Art. 58 - O empreendedor e todos os autorizados à comercialização de Chácaras responderão civil e penalmente pelas infrações cometidas contra a legislação vigente e em especial a de proteção ao solo, meio ambiente e ao consumidor.
Art. 59 - A Secretaria Municipal de Obras e a Secretaria Municipal de Meio Ambiente, se necessário ouvirão os conselhos municipais e decidirão sobre eventuais questionamentos de caráter técnico, sempre que verificada a omissão ou obscuridade da legislação e regulamentos aplicáveis.
Art. 60 - A critério da administração pública poderá ser convocada audiência pública destinada a colher subsídios quanto ao processo sob análise para aprovação.
§ 1º - Havendo audiência pública, os prazos previstos nesta Lei complementar iniciarão somente após a realização da referida audiência.
§ 2º - Caberá à Secretaria Municipal de Obras e a Procuradoria Jurídica do Município, a coordenação da audiência pública, cujas despesas correrão por conta do empreendedor.
Art. 61 - O relatório ambiental ou estudo de impacto ambiental ou relatório de impacto ambiental, terá validade de 240 (duzentos e quarenta) dias, a contar da data de sua aprovação, podendo ser prorrogado por mais 120 (cento e vinte) dias, mediante requerimento do empreendedor devidamente justificado, a ser avaliado pelo Poder Executivo.
Art. 62 - Considera-se clandestino todo e qualquer parcelamento do solo rural para fins de Chacreamento realizado antes de aprovado o respectivo projeto com a consequente decretação de Zona de Urbanização Específica para Chacreamento pelo Município, e do registro no Cartório de Registro Imobiliário da Comarca.

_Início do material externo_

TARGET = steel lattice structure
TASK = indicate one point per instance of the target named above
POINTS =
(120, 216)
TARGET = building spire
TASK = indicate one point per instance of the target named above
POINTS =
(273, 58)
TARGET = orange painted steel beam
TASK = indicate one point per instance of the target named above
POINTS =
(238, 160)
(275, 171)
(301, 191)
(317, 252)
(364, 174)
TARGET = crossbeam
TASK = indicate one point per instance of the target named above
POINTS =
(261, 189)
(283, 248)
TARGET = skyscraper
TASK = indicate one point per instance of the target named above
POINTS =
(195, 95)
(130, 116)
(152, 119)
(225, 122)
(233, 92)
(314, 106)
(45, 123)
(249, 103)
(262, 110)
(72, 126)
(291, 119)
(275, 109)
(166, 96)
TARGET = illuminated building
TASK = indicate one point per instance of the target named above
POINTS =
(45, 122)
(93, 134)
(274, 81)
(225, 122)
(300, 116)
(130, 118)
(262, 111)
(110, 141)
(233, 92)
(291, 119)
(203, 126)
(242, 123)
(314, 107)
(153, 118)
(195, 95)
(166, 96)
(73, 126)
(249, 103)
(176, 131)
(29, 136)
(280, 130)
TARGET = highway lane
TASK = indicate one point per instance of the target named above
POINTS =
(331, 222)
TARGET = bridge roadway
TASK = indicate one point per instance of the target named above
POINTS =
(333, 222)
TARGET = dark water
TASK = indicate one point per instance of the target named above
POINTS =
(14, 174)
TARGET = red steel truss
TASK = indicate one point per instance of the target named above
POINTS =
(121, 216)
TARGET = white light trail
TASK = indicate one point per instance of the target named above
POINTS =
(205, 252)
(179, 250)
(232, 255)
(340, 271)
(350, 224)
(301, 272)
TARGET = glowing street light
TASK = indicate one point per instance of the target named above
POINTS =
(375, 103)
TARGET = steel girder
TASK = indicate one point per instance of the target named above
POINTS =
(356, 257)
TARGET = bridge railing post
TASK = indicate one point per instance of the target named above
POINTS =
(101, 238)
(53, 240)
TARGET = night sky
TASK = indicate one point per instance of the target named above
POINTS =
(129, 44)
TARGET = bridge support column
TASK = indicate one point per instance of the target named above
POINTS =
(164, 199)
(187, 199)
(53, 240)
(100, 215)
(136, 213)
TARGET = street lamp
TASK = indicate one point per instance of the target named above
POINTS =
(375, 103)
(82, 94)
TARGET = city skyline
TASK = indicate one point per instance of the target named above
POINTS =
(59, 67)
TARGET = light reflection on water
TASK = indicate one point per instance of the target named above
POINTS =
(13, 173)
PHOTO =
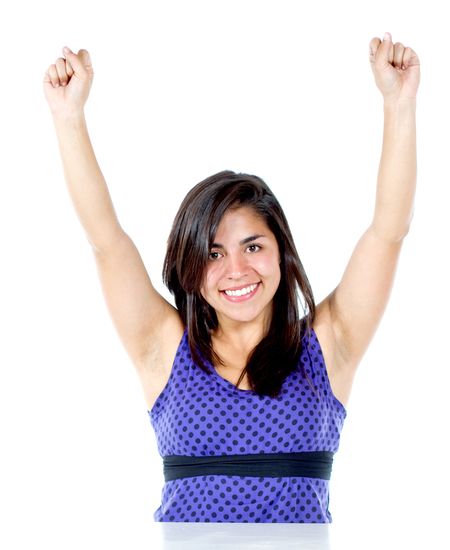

Art. 63 - A aprovação do parcelamento do solo para fins de chacreamento tanto na forma de Chacreamento aberto quanto na forma de Chacreamento em forma de Condomínio nos termos desta lei, não isenta o interessado em atender as exigências legais federais, estaduais e municipais correlatas ao parcelamento, bem como àquelas exigidas pelos Conselhos Municipais, tais como CODEMA, CONCID e demais.
Art. 64 - Esta Lei entra em vigor na data de sua publicação, revogadas as disposições em contrário.
Prefeitura Municipal de Itaú de Minas, em 03 de setembro de 2020.